E noi che abbiamo aspettato il 2012 per avere i primi preparati a base di cannabis...
Ci sarebbe bastato analizzare alcuni integratori per scoprire che una aciletanolamina (la palitoiletnaolamide o PEA), scoperta ancora nel 1950 nel tuorlo dell’uovo, agisce come analogo dell’anandamide, ovvero come un cannabinoide.
Infatti, questa molecola attiva i recettori per endocannabinoidi di tipo 2 (CB2) (come il cannabidiolo, o CBD, presente nel Bediol o nel Bedrolite) e di tipo 1 (come il tetraidrocannabinoide, o THC, del Bediol e Bedrocan) esercitando un’interessante azione antiinfiammatoria e antidolorifica.
Inizialmente la PEA era stata identificata come agente antiallergico e antiinfluenzale, questo perché in grado di ridurre l’infiammazione periferica (inibendo la COX2) e la de-granulazione dei mastociti (responsabili della risposta allergica).
Gli ultimi studi suggeriscono un’efficacia di questo composto in molte aree terapeutiche, come gli eczemi, il dolore, il prurito e la neurodegenerazione, senza particolari effetti collaterali.
La PEA, una volta assunta per via orale, si distribuisce soprattutto a livello cerebrale e cardiaco, con una preferenza per l’ipotalamo (dove può rilassare la muscolatura liscia, regolare la pressione cardiaca, l’appetito, etc).
La palmitoiletanolamide è utilizzata prevalentemente in forma ultra micronizzata. Questo consente un miglior assorbimento a livello intestinale e ha dimostrato un effetto antiinfiammatorio maggiore rispetto la PEA “normale”.
Come abbiamo detto, PEA è in grado di agire su numerose forme dolorifiche ed infiammatorie, prima tra tutte la sciatalgia (“sciatica”) e la sindrome del tunnel carpale.
Entrambe le sindromi sono dovute ad una compressione meccanica del nervo interessato e, proprio a causa di questa componente “meccanica”, sono molto dolorose e invalidanti.
Il trattamento convenzionale spesso prevede farmaci antidolorifici o antiinfiammatori, ma l’analisi degli studi clinici effettuata da Kopsky, ci permette di evidenziare come la palmitoiletanolamide sia in grado sia di esser un efficace trattamento come tale (riduzione di oltre il 50% del dolore), sia un’ottima integrazione ai farmaci tradizionali.
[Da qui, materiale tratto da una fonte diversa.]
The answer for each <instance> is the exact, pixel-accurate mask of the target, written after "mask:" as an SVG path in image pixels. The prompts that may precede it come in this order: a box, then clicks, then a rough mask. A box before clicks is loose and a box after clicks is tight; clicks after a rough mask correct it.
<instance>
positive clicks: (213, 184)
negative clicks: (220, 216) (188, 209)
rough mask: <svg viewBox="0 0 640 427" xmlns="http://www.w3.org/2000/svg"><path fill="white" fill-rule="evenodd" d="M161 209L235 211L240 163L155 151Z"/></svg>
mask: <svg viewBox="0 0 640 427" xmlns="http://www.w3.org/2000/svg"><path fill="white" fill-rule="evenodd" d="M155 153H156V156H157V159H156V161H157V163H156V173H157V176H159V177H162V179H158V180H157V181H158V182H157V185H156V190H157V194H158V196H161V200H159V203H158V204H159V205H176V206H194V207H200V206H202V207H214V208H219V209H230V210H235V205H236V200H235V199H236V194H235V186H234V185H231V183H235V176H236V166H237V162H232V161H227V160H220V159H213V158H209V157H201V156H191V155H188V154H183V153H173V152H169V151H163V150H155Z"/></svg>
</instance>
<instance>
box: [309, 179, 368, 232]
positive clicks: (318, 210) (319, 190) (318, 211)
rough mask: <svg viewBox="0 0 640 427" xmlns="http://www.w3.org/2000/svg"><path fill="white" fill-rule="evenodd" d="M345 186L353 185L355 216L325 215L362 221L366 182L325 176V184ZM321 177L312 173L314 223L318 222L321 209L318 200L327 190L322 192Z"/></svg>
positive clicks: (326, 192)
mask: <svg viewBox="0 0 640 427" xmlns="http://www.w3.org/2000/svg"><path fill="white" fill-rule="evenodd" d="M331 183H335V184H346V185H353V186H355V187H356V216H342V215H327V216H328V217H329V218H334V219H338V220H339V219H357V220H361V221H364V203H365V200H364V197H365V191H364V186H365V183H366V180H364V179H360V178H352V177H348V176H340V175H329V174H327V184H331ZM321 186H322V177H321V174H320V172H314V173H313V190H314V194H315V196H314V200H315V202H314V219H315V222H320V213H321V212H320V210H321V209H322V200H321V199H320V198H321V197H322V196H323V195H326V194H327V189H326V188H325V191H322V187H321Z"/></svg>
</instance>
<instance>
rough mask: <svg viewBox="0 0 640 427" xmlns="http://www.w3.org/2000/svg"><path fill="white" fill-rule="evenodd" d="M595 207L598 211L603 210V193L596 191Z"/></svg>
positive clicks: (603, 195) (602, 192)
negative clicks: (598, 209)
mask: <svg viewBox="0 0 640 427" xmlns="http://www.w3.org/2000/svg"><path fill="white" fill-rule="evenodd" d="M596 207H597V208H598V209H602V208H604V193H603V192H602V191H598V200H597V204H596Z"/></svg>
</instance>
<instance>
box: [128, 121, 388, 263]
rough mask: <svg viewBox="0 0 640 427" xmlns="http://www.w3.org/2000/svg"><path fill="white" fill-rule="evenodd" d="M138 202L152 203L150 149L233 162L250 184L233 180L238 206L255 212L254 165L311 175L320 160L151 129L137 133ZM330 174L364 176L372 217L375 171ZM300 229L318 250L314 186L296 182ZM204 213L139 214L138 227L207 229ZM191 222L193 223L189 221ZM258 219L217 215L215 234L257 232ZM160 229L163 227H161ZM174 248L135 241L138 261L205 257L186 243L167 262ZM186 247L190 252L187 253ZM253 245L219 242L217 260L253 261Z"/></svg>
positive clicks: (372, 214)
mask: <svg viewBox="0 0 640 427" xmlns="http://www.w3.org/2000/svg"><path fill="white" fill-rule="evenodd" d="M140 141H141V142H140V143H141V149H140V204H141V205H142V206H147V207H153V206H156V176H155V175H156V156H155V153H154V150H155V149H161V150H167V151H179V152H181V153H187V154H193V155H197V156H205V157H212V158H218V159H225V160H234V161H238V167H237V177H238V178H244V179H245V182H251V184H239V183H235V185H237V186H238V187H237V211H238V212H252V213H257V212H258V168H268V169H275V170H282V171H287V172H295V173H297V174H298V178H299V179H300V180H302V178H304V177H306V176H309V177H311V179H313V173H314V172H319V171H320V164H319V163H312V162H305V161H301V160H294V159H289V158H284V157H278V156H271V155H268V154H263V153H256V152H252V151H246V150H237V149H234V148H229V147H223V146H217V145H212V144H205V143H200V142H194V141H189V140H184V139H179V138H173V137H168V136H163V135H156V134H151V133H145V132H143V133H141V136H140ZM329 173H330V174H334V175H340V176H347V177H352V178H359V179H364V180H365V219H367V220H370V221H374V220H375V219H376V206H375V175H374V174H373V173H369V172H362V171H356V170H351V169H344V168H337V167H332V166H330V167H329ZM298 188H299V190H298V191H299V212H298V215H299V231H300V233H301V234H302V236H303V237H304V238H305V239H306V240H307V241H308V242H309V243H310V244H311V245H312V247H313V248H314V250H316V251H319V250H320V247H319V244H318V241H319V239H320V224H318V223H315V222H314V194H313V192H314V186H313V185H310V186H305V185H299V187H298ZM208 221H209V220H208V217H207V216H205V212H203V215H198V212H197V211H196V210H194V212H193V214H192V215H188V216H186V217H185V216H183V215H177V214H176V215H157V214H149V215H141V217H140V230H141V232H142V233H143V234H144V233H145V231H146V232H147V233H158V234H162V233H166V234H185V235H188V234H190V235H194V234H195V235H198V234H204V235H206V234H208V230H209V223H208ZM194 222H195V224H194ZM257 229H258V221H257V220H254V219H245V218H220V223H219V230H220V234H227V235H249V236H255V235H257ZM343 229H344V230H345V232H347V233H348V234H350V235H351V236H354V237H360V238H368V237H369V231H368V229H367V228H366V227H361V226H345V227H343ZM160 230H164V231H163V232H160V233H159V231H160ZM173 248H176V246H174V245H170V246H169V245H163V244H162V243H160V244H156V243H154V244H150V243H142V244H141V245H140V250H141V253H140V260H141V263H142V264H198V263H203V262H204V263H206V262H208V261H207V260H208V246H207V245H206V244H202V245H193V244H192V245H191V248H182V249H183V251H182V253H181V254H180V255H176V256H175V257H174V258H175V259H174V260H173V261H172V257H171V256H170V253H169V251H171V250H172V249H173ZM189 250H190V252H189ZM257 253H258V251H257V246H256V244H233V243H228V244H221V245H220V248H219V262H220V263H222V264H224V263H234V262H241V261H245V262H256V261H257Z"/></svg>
Non solo, in certi casi (vedi: pregabalin, farmaco per dolore neuropatico) il PEA si è rivelato superiore al farmaco convenzionale.
Ma non solo nei confronti dei farmaci antidolorifici, l’efficacia del PEA è stata valutata anche nei confronti dell’ibuprofene (principio attivo antiinfiammatorio) per il trattamento dell’infiammazione mandibolare. I pazienti hanno ricevuto per 2 settimane o 300mg di PEA mattina e sera, oppure 600mg di ibuprofene, 3 volte al giorno.
Ebbene, la riduzione del dolore e la funzionalità mandibolare è stata significativamente migliore nei pazienti trattati con palmitoiletanolamide, rispetto ai pazienti trattati con ibuprofene.
La domanda sorge ora spontanea: per tutte queste capacità antidolorifiche che “scotto” bisogna pagare?
La PEA, anche a dosi elevate (600mg per 2 volte al giorno per 1 mese), non ha riportato alcun effetto collaterale, anche se associata ad altri trattamenti antidolorifici.
O meglio, gli effetti collaterali, se c’erano, erano dovuti agli antidolorifici!